The National Company Law Tribunal (NCLT) has sanctioned 45 resolution plans almost two years after the first set of insolvent corporates were taken for proceedings under the Insolvency and Bankruptcy Code (IBC), according to a report by Debtwire Asia.
Further, the NCLT has ordered for the liquidation of 19 companies since proceedings under the IBC officially began at the end of December 2016.
Of these resolution plans, at least 12 are being implemented while four are being contested at the National Company Law Appellate Tribunal (NCLAT). Debtwire Asia says there is a lack of public information on the implementation status of the remaining 29 plans.
In June 2016, the Reserve Bank of India (RBI) referred twelve insolvent corporates for IBC proceedings known as the ‘Dirty Dozen’. As of date the resolution plans of only four of the Dirty Dozen, including the ongoing resolution process for Bhushan Steel, have received approvals from the NCLT.
The report analysed the resolution plans for 27 cases and found that on average the cash recovery rate for lenders was 41.16 per cent, given that financial creditors are to receive a total of Rs 498.99 billion in claims.
In the case of the Dirty Dozen, the average cash recovery for the financial creditors of Bhushan Steel stands at 46.2 per cent on (total financial claims worth Rs 560.22 billion). While in the case of Electrosteel Steel,s the cash recovery for lenders stands at 40 per cent (Rs 131.8 billion), followed by Amtek Auto at 26 per cent (Rs 126.05 billion) and Monnet Ispat at 22 per cent (Rs 110.15 billion).
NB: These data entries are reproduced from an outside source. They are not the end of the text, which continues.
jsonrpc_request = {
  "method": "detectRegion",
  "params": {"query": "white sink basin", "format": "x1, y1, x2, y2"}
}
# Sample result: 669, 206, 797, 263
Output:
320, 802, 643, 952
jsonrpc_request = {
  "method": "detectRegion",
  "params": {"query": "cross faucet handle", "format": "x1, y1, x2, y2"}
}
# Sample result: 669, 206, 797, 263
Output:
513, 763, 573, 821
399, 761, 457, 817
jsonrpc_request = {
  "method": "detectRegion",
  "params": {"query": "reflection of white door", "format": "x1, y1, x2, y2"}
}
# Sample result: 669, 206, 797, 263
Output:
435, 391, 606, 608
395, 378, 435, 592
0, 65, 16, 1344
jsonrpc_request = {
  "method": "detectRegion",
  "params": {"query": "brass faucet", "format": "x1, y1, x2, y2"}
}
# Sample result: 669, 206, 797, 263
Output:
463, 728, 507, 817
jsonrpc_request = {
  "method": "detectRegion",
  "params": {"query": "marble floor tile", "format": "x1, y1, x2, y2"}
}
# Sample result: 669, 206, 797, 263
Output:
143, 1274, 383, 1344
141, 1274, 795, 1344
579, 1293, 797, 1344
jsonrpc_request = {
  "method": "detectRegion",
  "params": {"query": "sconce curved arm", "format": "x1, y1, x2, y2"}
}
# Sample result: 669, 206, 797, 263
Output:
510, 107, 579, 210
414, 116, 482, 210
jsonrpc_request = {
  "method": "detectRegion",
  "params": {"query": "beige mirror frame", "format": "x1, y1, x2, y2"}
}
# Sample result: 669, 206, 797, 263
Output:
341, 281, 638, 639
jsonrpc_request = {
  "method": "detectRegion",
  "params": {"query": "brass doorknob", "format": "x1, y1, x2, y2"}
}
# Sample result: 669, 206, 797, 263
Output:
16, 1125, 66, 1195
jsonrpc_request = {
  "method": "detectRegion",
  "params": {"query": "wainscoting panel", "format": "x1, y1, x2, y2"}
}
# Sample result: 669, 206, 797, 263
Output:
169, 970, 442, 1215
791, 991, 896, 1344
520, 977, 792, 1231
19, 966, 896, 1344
According to the Insolvency and Bankruptcy Board of India (IBBI) only seven cases saw financial creditors receive 100 per cent of their dues, which was pegged at Rs 1.45 billion, for the seven companies.
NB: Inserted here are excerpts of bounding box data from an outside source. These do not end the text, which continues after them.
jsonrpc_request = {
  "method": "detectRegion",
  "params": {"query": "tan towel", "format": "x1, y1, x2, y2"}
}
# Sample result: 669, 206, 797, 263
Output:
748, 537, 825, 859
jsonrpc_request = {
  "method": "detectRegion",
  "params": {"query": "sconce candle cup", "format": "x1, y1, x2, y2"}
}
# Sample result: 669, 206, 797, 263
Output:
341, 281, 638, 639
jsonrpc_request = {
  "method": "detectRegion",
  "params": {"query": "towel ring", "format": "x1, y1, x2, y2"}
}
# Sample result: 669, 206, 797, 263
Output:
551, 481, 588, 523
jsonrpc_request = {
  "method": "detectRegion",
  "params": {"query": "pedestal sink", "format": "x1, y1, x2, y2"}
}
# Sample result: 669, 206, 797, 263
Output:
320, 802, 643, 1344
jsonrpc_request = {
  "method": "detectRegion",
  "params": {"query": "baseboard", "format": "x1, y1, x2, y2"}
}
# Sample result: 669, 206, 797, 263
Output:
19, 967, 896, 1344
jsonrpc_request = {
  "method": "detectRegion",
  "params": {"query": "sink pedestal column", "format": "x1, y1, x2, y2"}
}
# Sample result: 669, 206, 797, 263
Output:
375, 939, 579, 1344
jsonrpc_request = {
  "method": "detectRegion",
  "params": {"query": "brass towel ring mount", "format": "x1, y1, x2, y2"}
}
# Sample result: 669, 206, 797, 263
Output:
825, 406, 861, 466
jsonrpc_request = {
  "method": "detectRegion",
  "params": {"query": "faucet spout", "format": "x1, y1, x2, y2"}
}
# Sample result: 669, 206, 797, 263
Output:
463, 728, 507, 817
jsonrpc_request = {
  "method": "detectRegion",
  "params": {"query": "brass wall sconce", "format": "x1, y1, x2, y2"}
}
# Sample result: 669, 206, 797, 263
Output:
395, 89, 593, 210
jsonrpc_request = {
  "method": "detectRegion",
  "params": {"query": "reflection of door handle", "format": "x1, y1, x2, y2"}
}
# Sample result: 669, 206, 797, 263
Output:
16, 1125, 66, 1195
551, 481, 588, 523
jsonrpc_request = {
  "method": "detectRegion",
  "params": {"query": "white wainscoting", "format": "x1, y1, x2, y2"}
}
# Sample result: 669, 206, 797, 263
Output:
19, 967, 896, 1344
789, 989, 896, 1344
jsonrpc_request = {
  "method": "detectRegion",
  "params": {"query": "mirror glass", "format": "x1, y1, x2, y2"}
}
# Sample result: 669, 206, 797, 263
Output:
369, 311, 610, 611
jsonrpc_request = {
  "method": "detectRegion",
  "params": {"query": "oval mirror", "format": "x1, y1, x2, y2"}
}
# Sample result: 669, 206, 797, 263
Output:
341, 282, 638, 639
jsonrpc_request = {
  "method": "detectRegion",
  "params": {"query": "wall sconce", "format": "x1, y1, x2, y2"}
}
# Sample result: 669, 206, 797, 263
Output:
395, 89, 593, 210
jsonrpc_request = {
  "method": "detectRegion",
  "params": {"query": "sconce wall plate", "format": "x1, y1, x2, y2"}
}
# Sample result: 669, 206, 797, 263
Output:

Further, the report found that the NCLT on average took 275 days to approve a resolution plan from the time the corporate debtor was admitted under the Corporate Insolvency Resolution Process (CIRP) of the IBC.
For the larger cases, the NCLT on average took 306 days to approve of the resolution plan(s), which indicates that the time-line prescribed in the IBC has not been adhered to, in the strictest sense.
Out of the 45 resolution plans that have been accepted by the NCLT, as of date, around 26 cases took longer than the prescribed 270 days. While the CIRP for only 4 cases were completed within the original 180 day time-line.
The Table above shows the bench-wise split of the 45 IBC cases analysed in the report.
The Principal bench of the NCLT in New Delhi sanctioned 4 resolution plans which included Rs 561.8 billion worth of financial claims (or 46.3 per cent of the total claims filed by financial creditors’).
Whereas the Kolkata bench saction 15 resolution plans, with Rs 329.67 billion worth of financial creditors’ claims (or 27.2 per cent of the total claims filed by financial creditors’ in these 45 cases).
Surprisingly, the Mumbai bench has only resolved 12.5 per cent of the of the total claims filed by financial creditors’ and has approved of 10 resolution plans, with Rs 152.08 billion worth of claims filed by lenders.